Помолчав немного, Линь снова продолжил:
— Вот там-то я и ощутил весь трагизм своего положения. Ведь на другой стороне были свои — мои товарищи, наши бойцы. Мы с одним солдатом сговорились, ему лет сорок уже было — он сам из Фуванга, крестьянин, — хотели прощупать остальных и устроить что-нибудь. Больших усилий не потребовалось бы. Мало найдется армий, где солдаты так легко поддавались бы панике и так бы верили всяким предрассудкам! Смешно сказать, не успеет солдат вырыть окоп, как уже ищет кусок фанеры или картона, чтобы устроить алтарь предков — молится, чтоб его пули стороной обходили… Да еще и украсит этот алтарь по-всякому…
* * *
— Подожди, кажется, это та женщина плачет, у которой мы вещи оставили. — Оу обернулась назад и настороженно прислушалась.
— Как. Ты ничего не поняла? Мужчина в гимнастерке, которому я уступил место для палатки, ее муж, — ответил Линь. — И у них было серьезное объяснение.
— Что?! — удивилась Оу. — Мне она сказала, что ее муж в Золине.
— Не думаешь же ты, — засмеялся Линь, — что младенец родился от человека, который несколько лет безвылазно сидит в Золине?
— Да, теперь, кажется, понимаю… Только мне она все равно симпатична.
— Хорошим людям, как правило, не везет. Сама знаешь, сколько сейчас разбитых семей. Все понятно: жены, спасая детей, уходили от обстрелов и бомбежек туда, где потише, а мужья оставались защищать освобожденные зоны. А женщин, бежавших на Юг от бомб, вынуждали заводить себе новых мужей — то прельщая каким-нибудь жалким добром, то заставляя силой…
— Наверное, и она так — бежала, а потом нашла себе нового мужа. А теперь небось раскаивается и решила вернуться к первому.
— Угу, только это не все. Новый муж бросился вдогонку и умоляет вернуться к нему. Они сегодня всю ночь и целый день только и делали, что выясняли отношения. Посмотрим, что она к утру решит — поедет дальше, в Золинь, или вернется?
* * *
К западу от шоссе появлялись и пропадали вереницы холмов. Небо было светлым, а утренний воздух — таким прозрачным и легким, что цепи гор и джунгли точно приблизились сюда, к шоссе, и над всем этим разливался мягкий, казавшийся искусственным свет. Над плавно изгибавшейся линией холмов тут и там поднимались дымки темно-фиолетовых или оранжевых сигнальных костров. Там, где было море, у одной из высоких дюн полыхал большой пожар, мерцающее зарево охватывало край неба.

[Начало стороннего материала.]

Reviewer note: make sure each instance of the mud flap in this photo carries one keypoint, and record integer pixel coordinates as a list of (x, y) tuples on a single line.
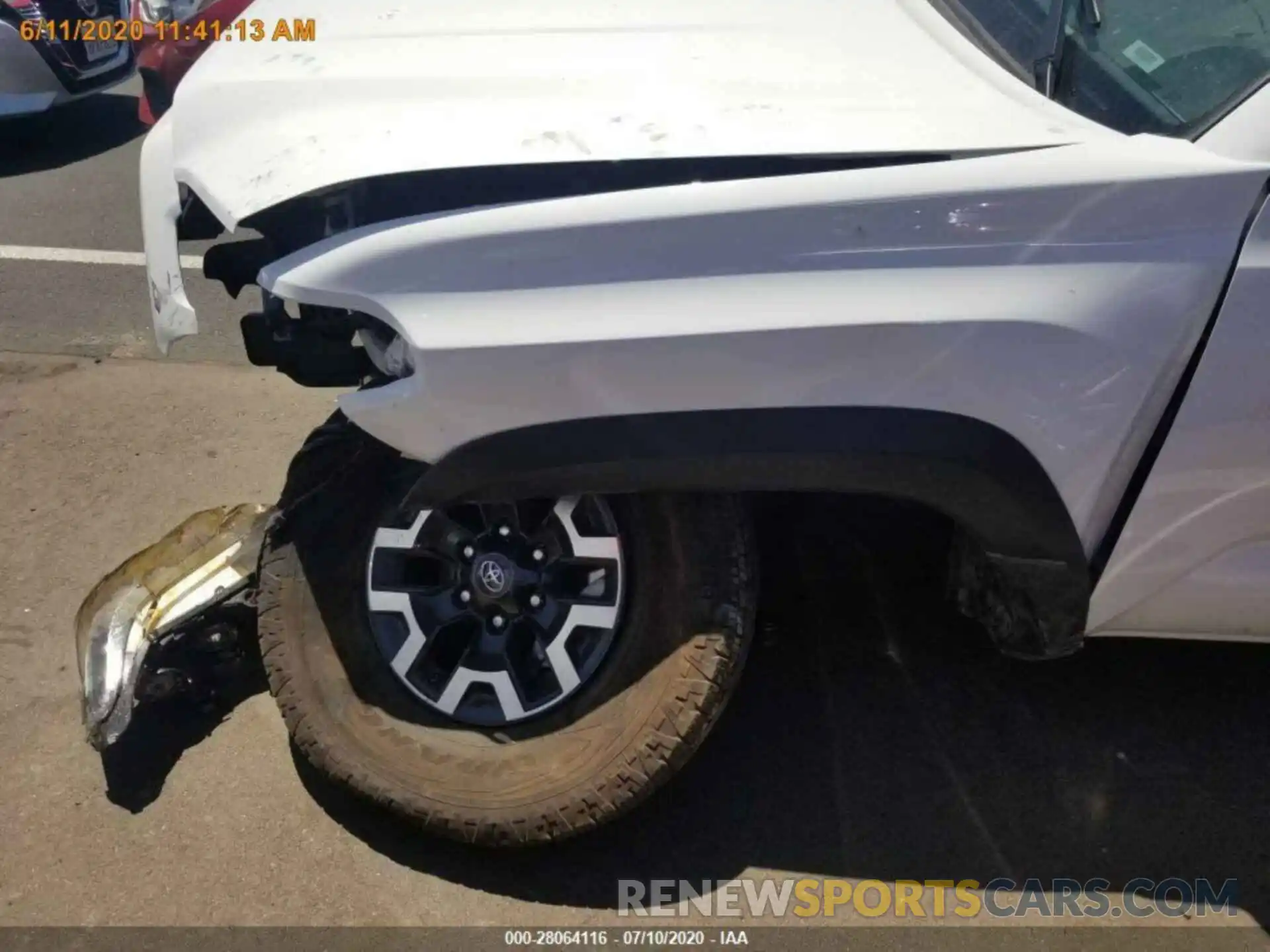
[(205, 563)]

Шедшие порожняком «ЗИЛы» одной из воинских частей рано утром заехали в Хюэ забрать беженцев, возвращавшихся в Куангчи, и теперь, переполненные людьми и вещами, неслись по шоссе номер один. Тентов и навесов на них не было. Тесня людей, громоздились в открытых кузовах груды нехитрого скарба — столы, стулья, небольшие домашние алтари, даже вывески и прочее добро — от ведер до метелок.